Learn from the hackers: how to avoid website exploits

Avoid website exploits
All too often, the result of security mistakes is embarrassing defacement

When large data breaches are announced, the media can go overboard with its portrayal of hackers as uber-geeks with flashing fingers and skills that are almost supernatural in origin. In fact, nothing could be further from the truth.

By using basic tools and a logical approach, hackers turn websites into playgrounds full of interesting servers to explore, subvert and destroy. There are databases to plunder; there are pages to deface.

But just what is their approach, and how can we learn to avoid it?

Footprints on the web

Once a hacker finds a website that could be worth exploring, their first task is to create a detailed profile of the target, called a footprint. This identifies the basic building blocks of the site and enables the hacker to draw a map of how everything fits together.

Unfortunately, the way websites work provides hackers with lots of useful information without them having to do much. If there's a login process, for example, they know there's a database containing usernames and passwords.

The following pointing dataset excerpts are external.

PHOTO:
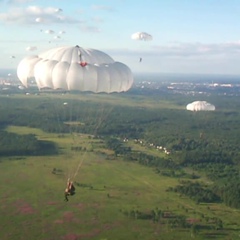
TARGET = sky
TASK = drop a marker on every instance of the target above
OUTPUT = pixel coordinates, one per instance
(188, 36)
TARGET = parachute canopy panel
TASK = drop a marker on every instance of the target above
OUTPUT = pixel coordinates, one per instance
(200, 106)
(75, 68)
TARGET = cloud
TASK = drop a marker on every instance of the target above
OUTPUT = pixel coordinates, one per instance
(102, 8)
(197, 49)
(90, 29)
(28, 15)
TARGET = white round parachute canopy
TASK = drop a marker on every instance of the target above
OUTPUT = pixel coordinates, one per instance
(75, 68)
(142, 36)
(200, 106)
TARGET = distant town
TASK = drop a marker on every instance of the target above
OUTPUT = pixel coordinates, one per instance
(185, 85)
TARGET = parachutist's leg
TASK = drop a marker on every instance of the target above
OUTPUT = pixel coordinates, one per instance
(66, 198)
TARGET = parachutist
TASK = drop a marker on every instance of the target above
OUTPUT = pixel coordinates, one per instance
(70, 190)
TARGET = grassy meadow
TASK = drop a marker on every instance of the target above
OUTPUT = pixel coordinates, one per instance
(108, 189)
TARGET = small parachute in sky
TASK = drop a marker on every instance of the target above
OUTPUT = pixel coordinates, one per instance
(49, 31)
(142, 36)
(61, 32)
(39, 19)
(200, 106)
(31, 48)
(57, 10)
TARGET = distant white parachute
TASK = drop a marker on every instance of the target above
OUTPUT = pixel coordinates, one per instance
(75, 68)
(143, 36)
(49, 31)
(200, 106)
(39, 19)
(57, 10)
(31, 48)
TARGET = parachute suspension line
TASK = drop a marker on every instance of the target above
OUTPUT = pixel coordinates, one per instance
(103, 116)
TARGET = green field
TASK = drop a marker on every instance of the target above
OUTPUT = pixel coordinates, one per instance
(109, 192)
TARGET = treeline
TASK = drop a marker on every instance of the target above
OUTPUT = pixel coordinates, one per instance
(12, 144)
(196, 191)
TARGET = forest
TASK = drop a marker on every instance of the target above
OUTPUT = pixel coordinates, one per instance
(206, 142)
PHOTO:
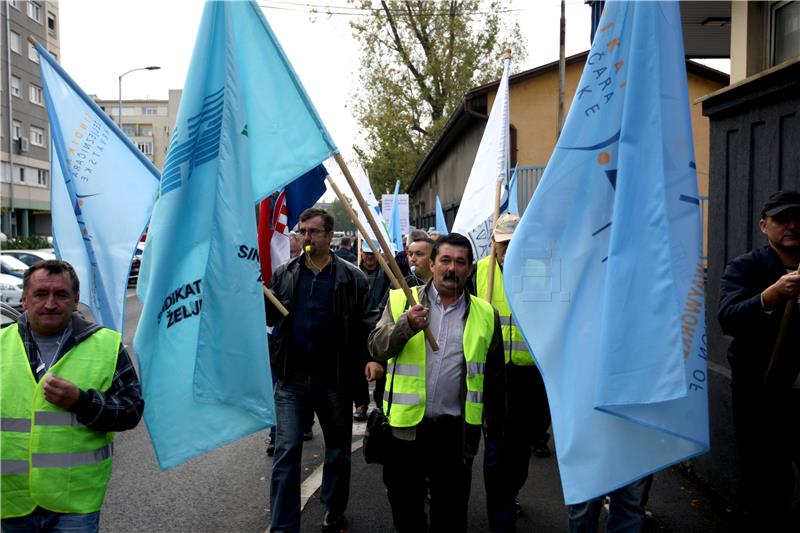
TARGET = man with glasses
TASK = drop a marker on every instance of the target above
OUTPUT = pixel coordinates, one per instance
(319, 354)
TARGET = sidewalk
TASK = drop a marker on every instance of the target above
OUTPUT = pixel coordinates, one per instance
(677, 502)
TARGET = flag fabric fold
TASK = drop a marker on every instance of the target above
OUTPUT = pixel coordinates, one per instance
(441, 222)
(394, 225)
(475, 214)
(245, 128)
(102, 193)
(604, 273)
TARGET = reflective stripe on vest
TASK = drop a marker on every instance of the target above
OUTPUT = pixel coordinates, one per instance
(514, 347)
(408, 377)
(49, 459)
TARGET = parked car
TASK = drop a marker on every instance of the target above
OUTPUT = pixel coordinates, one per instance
(11, 290)
(29, 257)
(12, 265)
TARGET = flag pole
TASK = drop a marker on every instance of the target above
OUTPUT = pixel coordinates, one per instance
(776, 350)
(363, 231)
(384, 245)
(274, 301)
(497, 193)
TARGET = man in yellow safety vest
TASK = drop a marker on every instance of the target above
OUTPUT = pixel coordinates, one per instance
(506, 457)
(435, 401)
(66, 385)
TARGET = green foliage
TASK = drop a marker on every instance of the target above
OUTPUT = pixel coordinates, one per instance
(26, 243)
(342, 221)
(419, 58)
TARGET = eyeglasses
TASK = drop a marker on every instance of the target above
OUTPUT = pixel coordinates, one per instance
(311, 232)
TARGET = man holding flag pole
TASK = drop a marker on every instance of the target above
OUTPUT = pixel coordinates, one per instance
(605, 271)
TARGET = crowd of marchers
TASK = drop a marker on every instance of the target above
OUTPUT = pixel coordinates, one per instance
(68, 384)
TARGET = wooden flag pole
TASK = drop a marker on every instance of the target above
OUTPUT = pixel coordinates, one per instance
(363, 231)
(497, 193)
(493, 251)
(384, 245)
(274, 301)
(776, 350)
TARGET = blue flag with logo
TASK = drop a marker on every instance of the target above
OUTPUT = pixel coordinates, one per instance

If the site has an ecommerce element, they know there's a shopping cart product in use, or some handcrafted and potentially vulnerable code to try to subvert.

Similarly, a catalogue of products indicates another database, which could link to a stock control server and possibly also a re-ordering application containing information about trade accounts. The hacker will also survey links to ad servers that feed content into the site. They will also consult the DNS records for the domain.

DNS is the only way to keep track of what's on the internet and where it all is. But it also gives information about all the publicly accessible servers owned by a domain, regardless of whether their addresses and names are meant for public consumption.

When I began working as a network security consultant, I found that it was easy to shock clients by showing them their DNS records, and then drawing a map of how I believed their servers were plumbed together. Some network admins had been naïve enough to think that all their important servers needed public IP addresses, making them easy to profile prior to an attack.

DNS information

Windows and Linux have tools capable of interrogating DNS, but they're fiddly command line utilities. Luckily, plenty of websites provide easy access to DNS information, including Kloth.net. Enter the name of a domain you're interested in (such as pcplus.co.uk) and press [Enter]. In the answers section that appears, you'll see lines containing the domain name and associated IP addresses.

Kloth.net

To search for a possible web server, add www. to the start of the domain and press [Enter]. This time you'll see the domain's web server. If you change the query type to 'MX' and click 'Look it up', the answers section will contain the name of the computer acting as the local mail server (technically called the mail exchanger).

This name may be the same as the web server, but if it has a different name, enter it into the 'Domain' input box to see its details.

Another important part of this process is the use of a port scanner such as nmap to discover what services are running on each internet-facing server. See nmap in action at www.nmap-online.com. The default IP address is your own computer.

Nmap

To scan it for open ports, click the 'I agree with terms of service' and then click 'Scan now'. Enter an email address for the site to notify when the scan is complete, along with a password to access the results.

Nmap sends carefully crafted packets to each potentially open port and analyses the information returned to discover not only what's running, but sometimes even detailed information about the running operating system and its TCP/IP stack. This can aid hackers in profiling a website and formulating a coming attack.

If a mail server is also running port 80, there's a good chance that connecting to it via a web browser will reveal a web mail interface that may have exploitable bugs. However, if the hacker is met by a default Apache web server installation page, it may be that system administrator installed the web server but has forgotten about it. It's likely that the software has never been patched and is vulnerable to a range of exploits.

By examining the verbiage returned with the web page, the hacker can determine the exact release of the software and any extra modules installed. Finding a NetBIOS service running (ports 137 and 139) indicates that the server runs Windows. An SQL service (port 1143) indicates that there's a database engine running, and so on.

detailed map

It's possible to build a detailed map of a domain's capabilities and vulnerabilities from this process.